I’ve told two people about this trick in the last few days, so it is worth writing it up.
It is hard to get a good distribution of requests in your HTTP load tester, it usually requires a knowledge of valid keys or users and a model of the distribution of the accesses. This can all be built in the load tester, but that seems to be a big barrier, since I’ve rarely seen that happen. I’ve certainly never done it and I’ve needed it several times.
The easy way to do this is to add a “random choice” parameter to the app. The app already knows the legal set of keys or users and can quickly make a choice. You already know the language and the code in the app, and the changes are localized to the URL parameter parsing. Let’s say you have a back-end server that returns records.
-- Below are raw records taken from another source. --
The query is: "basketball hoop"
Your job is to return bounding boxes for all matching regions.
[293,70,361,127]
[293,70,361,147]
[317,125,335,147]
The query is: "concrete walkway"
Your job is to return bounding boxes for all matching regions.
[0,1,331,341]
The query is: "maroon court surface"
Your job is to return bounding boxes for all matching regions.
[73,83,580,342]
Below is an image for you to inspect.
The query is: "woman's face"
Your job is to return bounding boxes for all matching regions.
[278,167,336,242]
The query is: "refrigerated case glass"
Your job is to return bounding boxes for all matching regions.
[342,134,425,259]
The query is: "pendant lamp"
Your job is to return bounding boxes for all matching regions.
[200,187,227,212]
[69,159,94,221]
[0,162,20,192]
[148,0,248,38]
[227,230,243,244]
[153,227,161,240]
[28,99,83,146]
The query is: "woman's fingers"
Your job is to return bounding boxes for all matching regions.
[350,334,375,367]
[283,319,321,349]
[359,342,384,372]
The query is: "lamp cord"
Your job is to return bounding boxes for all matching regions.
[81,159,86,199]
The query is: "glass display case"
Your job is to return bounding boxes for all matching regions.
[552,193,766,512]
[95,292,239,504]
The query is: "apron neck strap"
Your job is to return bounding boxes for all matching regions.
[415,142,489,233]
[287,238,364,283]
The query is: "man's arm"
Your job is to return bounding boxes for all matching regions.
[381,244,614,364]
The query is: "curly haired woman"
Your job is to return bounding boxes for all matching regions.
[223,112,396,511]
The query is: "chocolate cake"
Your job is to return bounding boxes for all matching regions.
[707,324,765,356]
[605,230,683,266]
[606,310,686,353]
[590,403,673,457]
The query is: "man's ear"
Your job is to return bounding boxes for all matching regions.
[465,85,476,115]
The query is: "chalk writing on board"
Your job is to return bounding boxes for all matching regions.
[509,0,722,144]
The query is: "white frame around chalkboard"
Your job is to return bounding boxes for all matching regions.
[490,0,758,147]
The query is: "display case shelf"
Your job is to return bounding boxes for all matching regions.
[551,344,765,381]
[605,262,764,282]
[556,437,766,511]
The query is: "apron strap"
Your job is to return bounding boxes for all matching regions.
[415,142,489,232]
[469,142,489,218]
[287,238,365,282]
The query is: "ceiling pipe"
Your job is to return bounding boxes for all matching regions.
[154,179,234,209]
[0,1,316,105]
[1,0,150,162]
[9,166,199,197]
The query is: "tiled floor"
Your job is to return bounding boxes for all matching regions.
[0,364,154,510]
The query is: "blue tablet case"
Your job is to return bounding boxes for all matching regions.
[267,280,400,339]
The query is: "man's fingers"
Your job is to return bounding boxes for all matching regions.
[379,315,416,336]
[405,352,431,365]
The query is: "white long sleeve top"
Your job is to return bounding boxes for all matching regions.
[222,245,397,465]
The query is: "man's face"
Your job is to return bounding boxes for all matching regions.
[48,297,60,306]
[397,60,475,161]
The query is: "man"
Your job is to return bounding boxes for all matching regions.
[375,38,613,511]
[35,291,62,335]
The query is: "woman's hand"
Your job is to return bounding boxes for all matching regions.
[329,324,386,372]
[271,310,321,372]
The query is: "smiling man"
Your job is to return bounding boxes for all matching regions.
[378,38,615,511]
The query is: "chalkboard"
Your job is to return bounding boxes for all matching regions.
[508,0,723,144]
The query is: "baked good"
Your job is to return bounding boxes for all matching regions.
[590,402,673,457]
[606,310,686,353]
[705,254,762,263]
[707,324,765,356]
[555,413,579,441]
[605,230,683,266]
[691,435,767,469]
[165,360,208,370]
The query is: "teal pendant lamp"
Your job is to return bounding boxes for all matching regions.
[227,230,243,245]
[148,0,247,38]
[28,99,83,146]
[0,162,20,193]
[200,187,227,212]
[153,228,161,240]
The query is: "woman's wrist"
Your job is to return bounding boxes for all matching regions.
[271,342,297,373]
http://example.com/getRecords?key=12345&key=67890
http://example.com/getRecords?key=random&key=random
An HTTP load tester can access the single randomizing URL over and over again, and fetch different records each time. This is a trivial load test script. In Jakarta JMeter, it is one of the samples.
This is really very easy to write inside of the server. Getting a random key looks something like this, assuming that we already have an instance of java.util.Random
initialized and ready to go.
key = cache.keySet().get(random.nextInt(cache.keySet().size()))
In Python, you can use the default, shared instance of the random source and the choice()
convenience method:
key = random.choice(cache.keys())
This can all be done in the code that parses the URL parameters. Once you have a random key, the remainder of the app executes with no changes.
If the app should be tested with a non-uniform distribution of accesses, that is also easy to do. Python’s random.paretovariate()
looks especially good for Zipf (80/20 or “long tail”) distributions. Or you could duplicate that code in your favorite language:
def paretovariate(self, alpha): """Pareto distribution. alpha is the shape parameter.""" # Jain, pg. 495 u = 1.0 - self.random() return 1.0 / pow(u, 1.0/alpha)
For user logins, add an option to masquerade as a random user, or even a random user from certain classes (big profile, frequent login, new user …).
For testing search, I once made an especially fancy tester that would access a log of queries in order, but start at a different place for each client. This preserves the time locality of queries while giving each client a different set. I used a cookie to hold the per-client state, so that each client would access the queries in order from their starting place. It went roughly like this:
- If the client did not send a cookie, choose a random index in the log.
- Otherwise, read the cookie to get an index.
- Set the cookie to the next index.
- Wrap the index, modulo the log size.
- Run the search with the query at that index.
Now go test your software. I might need to use it someday.